Он взял одну белую грудь в свою большую ладонь, лаская нежный сосок, пока он не превратился в маленький твердый бутон. Ее глубокий вздох был ему наградой, сказав лучше слов, что в его власти разбудить ее страсть. Доставлять ей наслаждение было для него величайшей радостью.
Ранульф прижался губами ко второй груди, лизнул розовый сосок. Моргане показалось, что ее уносит поток чувственного восторга. Она выгнулась навстречу ему, ее ногти впились в его плечи. Она развела ноги, растворяясь под его ласками, пылко отвечая ему.
Он поднял голову, следя за нею. Его руки заскользили ниже. В его пальцах было волшебство, они были мучительно нежными и настойчивыми, разжигая ее чувственность до диких первобытных инстинктов. Воздух был полон ароматов любви, она жаждала его с таким неистовством, что испытывала почти боль.
Она ласкала мускулистую грудь Ранульфа, у него радостно кружилась голова, он весь пульсировал от желания обладать ею и больше не мог сдерживаться.
Моргана тянулась к нему, ждала его.

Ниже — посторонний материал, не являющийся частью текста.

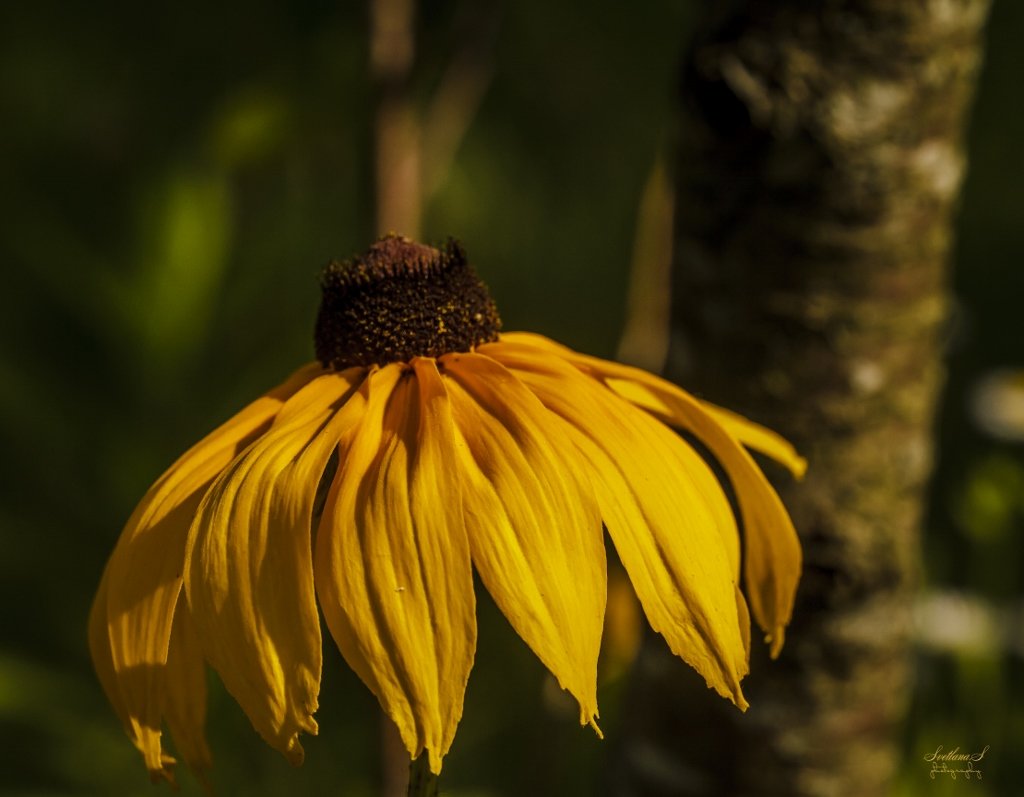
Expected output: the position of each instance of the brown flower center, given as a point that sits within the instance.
(398, 300)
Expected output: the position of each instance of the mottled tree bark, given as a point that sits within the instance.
(820, 158)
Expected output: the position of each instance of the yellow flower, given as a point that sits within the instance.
(456, 448)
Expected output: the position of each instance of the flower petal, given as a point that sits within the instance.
(665, 510)
(184, 705)
(143, 575)
(249, 565)
(753, 435)
(393, 570)
(534, 526)
(772, 555)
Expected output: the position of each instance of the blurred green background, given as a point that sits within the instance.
(174, 175)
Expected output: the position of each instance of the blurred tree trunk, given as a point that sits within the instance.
(819, 162)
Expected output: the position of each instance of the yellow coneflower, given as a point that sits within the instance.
(457, 448)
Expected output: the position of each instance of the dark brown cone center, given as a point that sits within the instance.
(398, 300)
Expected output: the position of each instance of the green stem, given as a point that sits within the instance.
(422, 783)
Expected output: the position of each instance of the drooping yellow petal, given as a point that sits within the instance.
(249, 565)
(772, 555)
(143, 737)
(636, 390)
(143, 576)
(184, 705)
(535, 530)
(393, 570)
(665, 510)
(751, 434)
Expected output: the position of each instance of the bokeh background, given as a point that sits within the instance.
(174, 175)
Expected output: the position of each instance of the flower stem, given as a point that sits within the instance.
(422, 783)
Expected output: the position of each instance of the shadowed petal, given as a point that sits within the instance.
(535, 530)
(772, 555)
(393, 571)
(249, 565)
(665, 510)
(184, 705)
(143, 576)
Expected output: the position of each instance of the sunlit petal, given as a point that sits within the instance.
(535, 530)
(143, 576)
(393, 570)
(249, 565)
(772, 557)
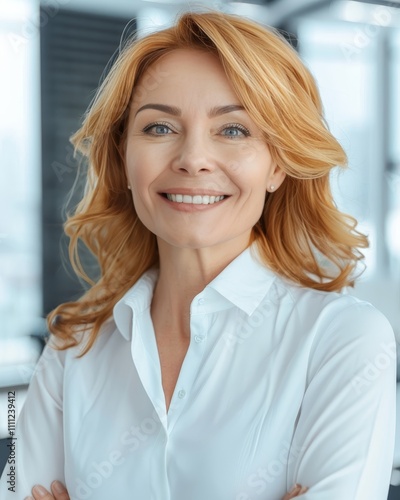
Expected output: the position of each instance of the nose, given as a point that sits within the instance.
(194, 156)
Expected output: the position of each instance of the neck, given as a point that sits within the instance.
(184, 272)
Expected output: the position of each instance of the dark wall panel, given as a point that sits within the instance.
(75, 49)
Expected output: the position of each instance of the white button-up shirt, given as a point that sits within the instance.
(280, 385)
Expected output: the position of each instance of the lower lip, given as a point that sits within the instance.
(191, 207)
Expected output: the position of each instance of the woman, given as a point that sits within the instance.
(216, 356)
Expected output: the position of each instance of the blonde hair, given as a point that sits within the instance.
(301, 234)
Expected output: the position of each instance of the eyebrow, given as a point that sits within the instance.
(172, 110)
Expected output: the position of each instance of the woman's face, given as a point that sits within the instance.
(196, 162)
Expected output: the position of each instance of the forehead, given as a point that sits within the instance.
(184, 73)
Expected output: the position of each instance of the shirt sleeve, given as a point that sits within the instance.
(39, 447)
(343, 442)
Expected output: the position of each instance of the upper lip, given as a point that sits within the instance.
(194, 192)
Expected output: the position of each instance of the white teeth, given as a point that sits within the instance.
(195, 200)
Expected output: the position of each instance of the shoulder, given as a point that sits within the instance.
(336, 322)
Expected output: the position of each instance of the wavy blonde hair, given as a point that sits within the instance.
(301, 234)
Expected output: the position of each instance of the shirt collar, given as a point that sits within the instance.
(244, 283)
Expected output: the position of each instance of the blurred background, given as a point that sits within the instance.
(52, 56)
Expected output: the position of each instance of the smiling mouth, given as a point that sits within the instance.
(194, 200)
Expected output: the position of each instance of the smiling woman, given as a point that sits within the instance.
(216, 357)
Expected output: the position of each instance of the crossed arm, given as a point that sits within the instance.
(58, 492)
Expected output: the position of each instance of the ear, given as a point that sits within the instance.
(275, 179)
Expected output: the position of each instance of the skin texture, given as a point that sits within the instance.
(62, 494)
(194, 152)
(198, 154)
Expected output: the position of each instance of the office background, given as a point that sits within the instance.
(52, 56)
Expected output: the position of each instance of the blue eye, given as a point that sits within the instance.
(235, 130)
(158, 129)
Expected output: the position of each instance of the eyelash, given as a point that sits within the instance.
(237, 126)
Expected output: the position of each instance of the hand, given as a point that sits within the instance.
(58, 492)
(296, 491)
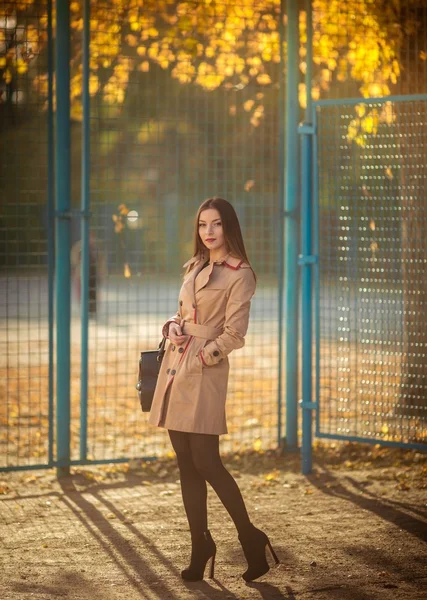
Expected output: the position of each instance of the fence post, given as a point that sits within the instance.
(307, 259)
(291, 227)
(63, 236)
(85, 204)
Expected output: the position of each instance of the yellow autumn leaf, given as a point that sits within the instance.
(273, 476)
(263, 79)
(257, 445)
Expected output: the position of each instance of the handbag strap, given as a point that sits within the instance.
(161, 350)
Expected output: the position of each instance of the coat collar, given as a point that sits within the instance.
(228, 261)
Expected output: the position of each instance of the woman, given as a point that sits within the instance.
(190, 395)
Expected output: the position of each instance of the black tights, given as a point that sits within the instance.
(199, 462)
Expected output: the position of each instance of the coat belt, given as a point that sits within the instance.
(203, 331)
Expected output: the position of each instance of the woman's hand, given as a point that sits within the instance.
(175, 334)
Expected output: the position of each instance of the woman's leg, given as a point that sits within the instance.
(207, 461)
(193, 485)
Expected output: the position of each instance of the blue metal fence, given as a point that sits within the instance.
(370, 287)
(150, 148)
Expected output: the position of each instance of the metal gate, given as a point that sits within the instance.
(368, 255)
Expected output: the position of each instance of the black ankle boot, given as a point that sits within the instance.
(202, 550)
(254, 542)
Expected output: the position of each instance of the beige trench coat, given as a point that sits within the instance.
(214, 312)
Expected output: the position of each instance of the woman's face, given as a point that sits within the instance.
(211, 232)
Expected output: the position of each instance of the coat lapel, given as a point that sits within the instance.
(204, 278)
(189, 283)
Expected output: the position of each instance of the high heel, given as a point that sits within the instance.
(203, 549)
(254, 544)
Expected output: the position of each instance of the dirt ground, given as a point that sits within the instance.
(354, 529)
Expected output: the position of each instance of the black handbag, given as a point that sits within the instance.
(149, 367)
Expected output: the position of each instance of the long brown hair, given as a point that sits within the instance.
(231, 228)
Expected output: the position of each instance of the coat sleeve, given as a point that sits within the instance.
(175, 319)
(236, 320)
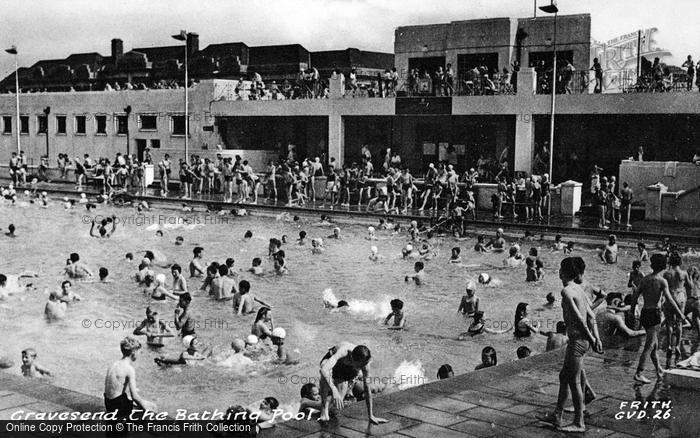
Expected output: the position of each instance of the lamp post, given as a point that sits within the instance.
(552, 9)
(182, 36)
(13, 51)
(47, 111)
(127, 110)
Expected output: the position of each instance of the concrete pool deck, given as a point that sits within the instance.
(501, 401)
(579, 225)
(35, 395)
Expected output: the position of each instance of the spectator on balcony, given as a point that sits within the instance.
(413, 82)
(568, 76)
(449, 80)
(258, 83)
(352, 84)
(489, 88)
(395, 160)
(514, 76)
(315, 81)
(690, 72)
(394, 76)
(473, 77)
(337, 74)
(504, 85)
(598, 69)
(438, 80)
(386, 83)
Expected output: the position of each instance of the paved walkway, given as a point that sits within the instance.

Они растворились в своей любви, двигаясь и дыша как одно существо, и границы времени и пространства стирались вокруг них. Сначала они двигались медленно и ритмично, как будто восторженно пробуя свои ощущения, затем быстрее, и когда желание неистово закружило их в последнем безумном порыве, мир задрожал и взорвался сверкающими искрами.
Потом Ранульф прижимал ее к себе и целовал нежный рот. Его губы скользили по ее лицу, чувствительному изгибу шеи. Он раньше не осознавал, как был одинок, бесконечно одинок, пока не встретил ее. Ему казалось неизмеримо важным найти нужные слова, чтобы выразить, как она бесценна для него.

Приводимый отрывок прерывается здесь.